Samsung's new Galaxy Gear wearable smartwatch device and Samsung Galaxy Note 3 integrate Nuance Communications' voice and language capabilities as part of Samsung's expanding lineup of S-Voice powered devices.

This marks the first use of Nuance's voice and intelligent systems-based technology into the wearables category as part of a larger expansion of Nuance Cloud Services. Samsung already integrated Nuance's voice technology across handsets, tablets, and TVs.

"This is the first iteration, just like tablets when they came out," says Gary Clayton, chief creative officer at Nuance.

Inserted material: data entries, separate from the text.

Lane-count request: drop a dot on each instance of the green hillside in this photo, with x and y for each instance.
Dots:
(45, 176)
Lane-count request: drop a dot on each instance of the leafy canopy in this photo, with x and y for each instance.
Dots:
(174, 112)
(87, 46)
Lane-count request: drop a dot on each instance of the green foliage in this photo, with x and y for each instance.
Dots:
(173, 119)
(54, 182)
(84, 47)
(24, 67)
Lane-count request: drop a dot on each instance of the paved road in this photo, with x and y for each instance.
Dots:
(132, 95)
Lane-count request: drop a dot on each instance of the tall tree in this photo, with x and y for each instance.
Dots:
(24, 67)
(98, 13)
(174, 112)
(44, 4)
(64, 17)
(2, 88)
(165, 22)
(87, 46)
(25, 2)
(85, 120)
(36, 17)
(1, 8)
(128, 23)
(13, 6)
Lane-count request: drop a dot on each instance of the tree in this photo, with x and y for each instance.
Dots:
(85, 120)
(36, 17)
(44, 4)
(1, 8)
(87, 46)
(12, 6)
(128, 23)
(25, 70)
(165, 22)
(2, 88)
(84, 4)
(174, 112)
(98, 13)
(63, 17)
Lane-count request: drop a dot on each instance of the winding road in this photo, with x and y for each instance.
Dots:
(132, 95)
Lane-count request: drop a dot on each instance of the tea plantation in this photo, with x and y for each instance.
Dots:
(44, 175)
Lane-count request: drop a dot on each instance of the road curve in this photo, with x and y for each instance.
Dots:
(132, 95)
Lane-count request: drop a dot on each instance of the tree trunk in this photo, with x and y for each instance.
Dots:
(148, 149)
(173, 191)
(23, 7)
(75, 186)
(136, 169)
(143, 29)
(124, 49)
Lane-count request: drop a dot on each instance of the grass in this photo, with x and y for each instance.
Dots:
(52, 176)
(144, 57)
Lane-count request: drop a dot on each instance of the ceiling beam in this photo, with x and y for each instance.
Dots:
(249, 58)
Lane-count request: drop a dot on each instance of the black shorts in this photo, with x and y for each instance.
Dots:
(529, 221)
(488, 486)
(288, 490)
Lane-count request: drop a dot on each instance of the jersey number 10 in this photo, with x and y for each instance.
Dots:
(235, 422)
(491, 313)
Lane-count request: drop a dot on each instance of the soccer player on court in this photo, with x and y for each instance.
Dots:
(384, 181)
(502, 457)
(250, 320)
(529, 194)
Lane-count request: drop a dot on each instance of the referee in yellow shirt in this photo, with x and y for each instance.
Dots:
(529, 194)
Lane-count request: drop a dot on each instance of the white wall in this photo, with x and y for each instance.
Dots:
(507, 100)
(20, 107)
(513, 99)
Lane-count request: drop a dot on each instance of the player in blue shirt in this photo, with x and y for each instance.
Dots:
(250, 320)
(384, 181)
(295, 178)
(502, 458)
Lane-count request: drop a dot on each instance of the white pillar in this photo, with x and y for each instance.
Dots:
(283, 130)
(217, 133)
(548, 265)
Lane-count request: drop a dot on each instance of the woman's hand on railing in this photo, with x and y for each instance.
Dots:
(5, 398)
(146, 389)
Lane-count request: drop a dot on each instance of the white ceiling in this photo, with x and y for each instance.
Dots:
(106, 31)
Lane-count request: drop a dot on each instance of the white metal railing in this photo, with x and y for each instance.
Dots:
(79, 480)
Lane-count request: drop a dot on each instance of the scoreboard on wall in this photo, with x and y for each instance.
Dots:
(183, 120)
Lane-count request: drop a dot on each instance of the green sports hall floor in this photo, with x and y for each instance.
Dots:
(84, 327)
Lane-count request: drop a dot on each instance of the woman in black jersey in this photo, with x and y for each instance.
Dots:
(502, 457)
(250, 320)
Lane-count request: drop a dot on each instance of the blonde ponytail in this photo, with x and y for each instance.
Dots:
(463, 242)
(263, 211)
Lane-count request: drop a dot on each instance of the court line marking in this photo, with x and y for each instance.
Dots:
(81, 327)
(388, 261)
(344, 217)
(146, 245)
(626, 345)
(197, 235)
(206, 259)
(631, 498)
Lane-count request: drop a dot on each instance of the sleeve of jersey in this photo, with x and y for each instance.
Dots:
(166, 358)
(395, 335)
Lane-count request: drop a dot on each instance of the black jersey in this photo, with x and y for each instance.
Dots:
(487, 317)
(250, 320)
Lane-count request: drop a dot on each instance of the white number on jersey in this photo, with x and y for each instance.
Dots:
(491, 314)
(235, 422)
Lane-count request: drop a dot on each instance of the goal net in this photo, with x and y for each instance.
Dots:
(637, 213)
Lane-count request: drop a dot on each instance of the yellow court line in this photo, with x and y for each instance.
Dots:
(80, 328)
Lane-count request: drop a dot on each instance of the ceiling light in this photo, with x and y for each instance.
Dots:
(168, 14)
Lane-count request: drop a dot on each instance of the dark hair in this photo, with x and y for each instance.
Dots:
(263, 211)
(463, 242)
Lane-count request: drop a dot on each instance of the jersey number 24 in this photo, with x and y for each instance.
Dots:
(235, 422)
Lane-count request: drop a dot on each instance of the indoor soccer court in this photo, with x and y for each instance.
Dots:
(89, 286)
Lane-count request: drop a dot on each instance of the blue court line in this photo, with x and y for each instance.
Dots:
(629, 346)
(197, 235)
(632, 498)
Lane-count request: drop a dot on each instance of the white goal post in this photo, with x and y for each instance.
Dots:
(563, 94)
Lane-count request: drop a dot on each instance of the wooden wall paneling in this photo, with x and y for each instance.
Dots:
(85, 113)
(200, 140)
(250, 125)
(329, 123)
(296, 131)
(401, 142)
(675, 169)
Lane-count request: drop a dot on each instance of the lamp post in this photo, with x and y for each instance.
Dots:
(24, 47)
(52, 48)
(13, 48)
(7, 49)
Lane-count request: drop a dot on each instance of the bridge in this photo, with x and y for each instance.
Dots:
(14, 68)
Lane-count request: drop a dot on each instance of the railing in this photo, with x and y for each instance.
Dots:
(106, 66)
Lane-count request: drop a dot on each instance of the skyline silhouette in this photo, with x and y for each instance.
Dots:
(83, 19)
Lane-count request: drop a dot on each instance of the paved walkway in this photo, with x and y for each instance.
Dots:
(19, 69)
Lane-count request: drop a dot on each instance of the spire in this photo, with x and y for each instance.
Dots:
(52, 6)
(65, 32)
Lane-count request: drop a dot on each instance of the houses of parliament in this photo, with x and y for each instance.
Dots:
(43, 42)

"You will talk to the watch and the watch will talk to you. And, then it will have a personality. Secondly, this kind of single set of functions will manifest across lots of different devices and operating systems. There will be many similar devices in the future," he predicts.

People can communicate with these devices through voice and natural language, allowing the user interface to become almost invisible and the experience an organic interaction as part of the day to day, Clayton says.

With the Samsung Galaxy Gear smartwatch, users can call, text, schedule, open social channels, set alarm, and search the weather, among other commands. "Speech elevates the handiness of such devices. Because it can connect to our cloud services, it can access much of the same kinds of data that our phone apps or desktop apps can access, such as contact info or calendar info," Clayton says.

Wearable voice-enabled devices, Clayton says, are here to stay.

"Intelligent systems will continue to drive an exciting future for wearables, where ambient and artificial intelligence will seed a generation of wearables that adapt and predict a person's needs with assistant-like precision, understanding context, preferences, and a range of information relevant to the user, and, through both voice and gesture backed by NLU."

Clayton also cites data from Strategy Analytics that projects 15 million wearable tech devices to be sold worldwide in 2013; sales are predicted to increase to 75 million devices by 2017.

"There is no end for the possibilities of voice. It's rapidly evolved and is no longer simply recognition and speech synthesis," Clayton contends. "Voice is now an incredibly sophisticated system built on language understanding and [artificial intelligence] that ultimately simplifies the way we can converse with devices."